CBC News: Could you summarize the state of relations between Putin and Medvedev's Russian government and the North Caucasus regions?
Since around 2003, the policy has been to pull back most ethnic Russian soldiers, hand off control to local pro-Moscow leaders and declare the conflict won. Now, Chechnya is ruled by an extravagant 34-year-old mini-despot named Ramzan Kadyrov who has near-total control of the region and is enforcing many features of Islamic rule but who is left alone by Putin and Medvedev because he swears loyalty to them.
So, this is very much a case now of the tail wagging the dog, and Putin and Medvedev find it hard to exercise central control over the region.
CBC News: Many people in the West forget about the wars in Chechnya. The situation in that region is still very tense and produces many terrorists keen on revenge. Can you explain this enmity toward Russia.
This is a region with a long history of conflict with the Russian state, stretching back into the long colonial wars of the 19th century when the tsars sought to conquer the mountains of the North Caucasus and the Islamic peoples who lived there and resisted them.
In 1944, Stalin deported four of the nations of this region en masse — down to the last child and infant — to Central Asia, killing tens of thousands of people in the process. They were only allowed to return home in 1957. The Chechens were the largest of these national groups. So, there is a difficult history there. Having said that, I believe war could have been avoided in 1994 if the then government of Boris Yeltsin had met the Chechen pro-independence movement halfway, not granting them full independence but giving them proper respect for their national aspirations.
CBC News: The Jan. 24 attack, many say, was targeted at foreigners. How might it been an attempt to humiliate the Russian government internationally?

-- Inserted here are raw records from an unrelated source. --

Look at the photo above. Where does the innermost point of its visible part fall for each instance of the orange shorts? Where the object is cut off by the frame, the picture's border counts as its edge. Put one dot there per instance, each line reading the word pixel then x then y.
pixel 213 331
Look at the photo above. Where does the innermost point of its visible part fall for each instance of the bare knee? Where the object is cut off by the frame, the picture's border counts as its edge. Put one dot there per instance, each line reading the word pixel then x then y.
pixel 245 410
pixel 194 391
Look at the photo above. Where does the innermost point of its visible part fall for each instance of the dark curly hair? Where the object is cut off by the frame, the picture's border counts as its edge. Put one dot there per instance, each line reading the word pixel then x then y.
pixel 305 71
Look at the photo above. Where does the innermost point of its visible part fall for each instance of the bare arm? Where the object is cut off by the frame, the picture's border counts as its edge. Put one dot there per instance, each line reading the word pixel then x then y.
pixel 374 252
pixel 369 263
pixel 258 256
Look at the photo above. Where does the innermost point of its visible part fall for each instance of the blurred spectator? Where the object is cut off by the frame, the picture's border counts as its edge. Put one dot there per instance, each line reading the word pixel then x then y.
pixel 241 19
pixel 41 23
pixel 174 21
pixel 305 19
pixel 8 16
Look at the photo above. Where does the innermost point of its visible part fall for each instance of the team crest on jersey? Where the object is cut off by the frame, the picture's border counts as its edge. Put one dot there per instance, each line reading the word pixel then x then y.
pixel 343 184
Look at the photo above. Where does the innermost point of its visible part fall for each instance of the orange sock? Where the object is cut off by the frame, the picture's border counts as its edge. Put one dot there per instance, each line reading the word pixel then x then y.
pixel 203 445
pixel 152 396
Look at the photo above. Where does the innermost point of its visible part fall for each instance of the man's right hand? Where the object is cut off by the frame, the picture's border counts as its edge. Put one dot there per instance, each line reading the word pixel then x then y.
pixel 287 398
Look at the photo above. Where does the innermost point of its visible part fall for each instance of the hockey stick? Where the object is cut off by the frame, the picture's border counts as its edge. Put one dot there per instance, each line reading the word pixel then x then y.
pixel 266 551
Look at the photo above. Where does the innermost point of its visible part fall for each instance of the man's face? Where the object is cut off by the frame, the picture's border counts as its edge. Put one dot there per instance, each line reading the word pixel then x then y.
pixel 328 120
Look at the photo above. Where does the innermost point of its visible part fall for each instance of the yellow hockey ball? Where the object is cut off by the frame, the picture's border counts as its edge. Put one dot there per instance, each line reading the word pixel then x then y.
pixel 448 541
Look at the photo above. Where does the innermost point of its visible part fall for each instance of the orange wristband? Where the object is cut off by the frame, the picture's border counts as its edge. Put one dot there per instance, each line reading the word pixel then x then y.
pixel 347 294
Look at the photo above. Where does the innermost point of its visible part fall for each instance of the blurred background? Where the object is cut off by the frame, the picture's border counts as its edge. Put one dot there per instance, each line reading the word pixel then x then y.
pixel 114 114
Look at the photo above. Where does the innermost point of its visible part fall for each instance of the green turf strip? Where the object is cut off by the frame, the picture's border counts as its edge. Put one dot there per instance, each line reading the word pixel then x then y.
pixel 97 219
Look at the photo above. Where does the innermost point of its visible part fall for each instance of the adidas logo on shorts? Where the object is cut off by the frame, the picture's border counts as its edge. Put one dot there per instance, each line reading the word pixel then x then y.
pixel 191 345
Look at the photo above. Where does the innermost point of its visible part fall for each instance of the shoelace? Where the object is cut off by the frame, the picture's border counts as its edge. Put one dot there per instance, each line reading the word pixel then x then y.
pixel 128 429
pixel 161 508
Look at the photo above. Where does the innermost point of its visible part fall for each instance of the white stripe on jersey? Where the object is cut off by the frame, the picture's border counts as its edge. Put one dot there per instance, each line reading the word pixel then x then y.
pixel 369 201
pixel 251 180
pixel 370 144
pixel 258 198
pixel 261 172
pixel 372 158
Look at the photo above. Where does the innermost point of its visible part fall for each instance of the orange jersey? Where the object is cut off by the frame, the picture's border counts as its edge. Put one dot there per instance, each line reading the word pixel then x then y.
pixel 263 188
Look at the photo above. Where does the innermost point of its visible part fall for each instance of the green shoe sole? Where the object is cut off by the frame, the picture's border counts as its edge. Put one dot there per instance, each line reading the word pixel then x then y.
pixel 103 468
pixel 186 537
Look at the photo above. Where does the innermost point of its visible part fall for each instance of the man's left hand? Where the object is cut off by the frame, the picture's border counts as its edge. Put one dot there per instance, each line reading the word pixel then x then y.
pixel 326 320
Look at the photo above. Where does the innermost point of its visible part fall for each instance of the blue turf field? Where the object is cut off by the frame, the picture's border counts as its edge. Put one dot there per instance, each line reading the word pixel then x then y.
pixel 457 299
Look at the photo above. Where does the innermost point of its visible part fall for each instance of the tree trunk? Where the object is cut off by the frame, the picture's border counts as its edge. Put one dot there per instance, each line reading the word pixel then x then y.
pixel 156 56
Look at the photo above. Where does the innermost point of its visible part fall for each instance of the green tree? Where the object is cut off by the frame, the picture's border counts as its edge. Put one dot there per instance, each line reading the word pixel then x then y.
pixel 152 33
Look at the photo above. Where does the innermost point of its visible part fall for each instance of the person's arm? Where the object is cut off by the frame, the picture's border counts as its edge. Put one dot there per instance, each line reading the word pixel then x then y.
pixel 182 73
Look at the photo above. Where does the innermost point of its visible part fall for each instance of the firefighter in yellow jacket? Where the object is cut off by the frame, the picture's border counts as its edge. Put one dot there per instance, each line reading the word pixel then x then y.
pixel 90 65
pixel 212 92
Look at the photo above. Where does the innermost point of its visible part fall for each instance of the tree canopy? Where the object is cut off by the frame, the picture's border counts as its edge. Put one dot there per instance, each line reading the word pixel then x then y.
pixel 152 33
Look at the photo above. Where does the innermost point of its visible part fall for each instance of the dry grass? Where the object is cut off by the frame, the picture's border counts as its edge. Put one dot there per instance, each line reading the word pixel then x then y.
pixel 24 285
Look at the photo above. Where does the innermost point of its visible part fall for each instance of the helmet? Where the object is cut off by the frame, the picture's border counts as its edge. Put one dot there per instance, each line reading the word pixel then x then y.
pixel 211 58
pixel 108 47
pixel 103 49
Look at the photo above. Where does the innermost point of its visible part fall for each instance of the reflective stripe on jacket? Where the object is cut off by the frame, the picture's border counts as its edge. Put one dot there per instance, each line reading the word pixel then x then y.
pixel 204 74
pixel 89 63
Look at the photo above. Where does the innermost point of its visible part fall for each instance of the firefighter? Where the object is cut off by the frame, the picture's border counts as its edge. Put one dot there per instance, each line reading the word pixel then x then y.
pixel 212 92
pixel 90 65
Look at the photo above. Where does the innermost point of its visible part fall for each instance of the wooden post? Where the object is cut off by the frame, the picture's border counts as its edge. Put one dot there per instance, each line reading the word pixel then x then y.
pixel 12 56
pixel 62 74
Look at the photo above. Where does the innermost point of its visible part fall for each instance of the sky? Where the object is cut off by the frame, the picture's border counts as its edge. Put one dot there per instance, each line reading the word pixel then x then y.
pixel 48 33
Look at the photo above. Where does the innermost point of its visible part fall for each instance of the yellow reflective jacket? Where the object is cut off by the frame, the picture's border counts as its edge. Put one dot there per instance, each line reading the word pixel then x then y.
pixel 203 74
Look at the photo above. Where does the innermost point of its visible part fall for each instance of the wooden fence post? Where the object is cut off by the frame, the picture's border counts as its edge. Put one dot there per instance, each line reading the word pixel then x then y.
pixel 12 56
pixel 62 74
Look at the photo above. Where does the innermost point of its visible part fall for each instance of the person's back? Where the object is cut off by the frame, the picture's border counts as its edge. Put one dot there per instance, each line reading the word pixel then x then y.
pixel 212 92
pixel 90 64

The tactic of the militants, like many other terrorist movements, is to remind their enemies in as graphic and bloody a way as possible that they exist. They say, 'You can succeed many times, but we only need to succeed once.' And the problem for Russia is that it is so big, so multi-ethnic and so corrupt that it is impossible to monitor all possible suspects and to maintain absolute security in all public places. The rather depressed look of the Russian leaders must reflect their sense of powerlessness in the face of this problem.
CBC News: The 2014 Winter Olympics in Sochi are meant to be a showcase for Russia. How might attacks like this and last year's metro bombing impact the execution of those Olympics?
The 2014 Sochi Olympics are a big challenge for Russia, being held on the Black Sea coast not far from the ongoing violence of the North Caucasus. That is a huge security headache, and I don't believe they can cope with it without enlisting very extensive international support. But there is no way that Russia will back out of the Olympics now. For better or worse, everyone involved has a stake in making them work.
CBC News: Is there a resolution to the conflict in the North Caucasus or is there too much ill will now directed at Putin's and Medvedev's policies in the region and against nationals of that region?
There is certainly no short-term solution to the ongoing violence in the North Caucasus. The best thing that can be said about the conflict is that the militants do not enjoy widespread support. Most of the population is not so radical and wants to get on with their lives.
But there is now what looks like a permanent radical minority who have the means and the will to carry on perpetrating acts of violence and terror like this. And it will take years, if not decades, to make the region more stable and economically viable to persuade marginalized people that it is not worth their while joining the insurgency.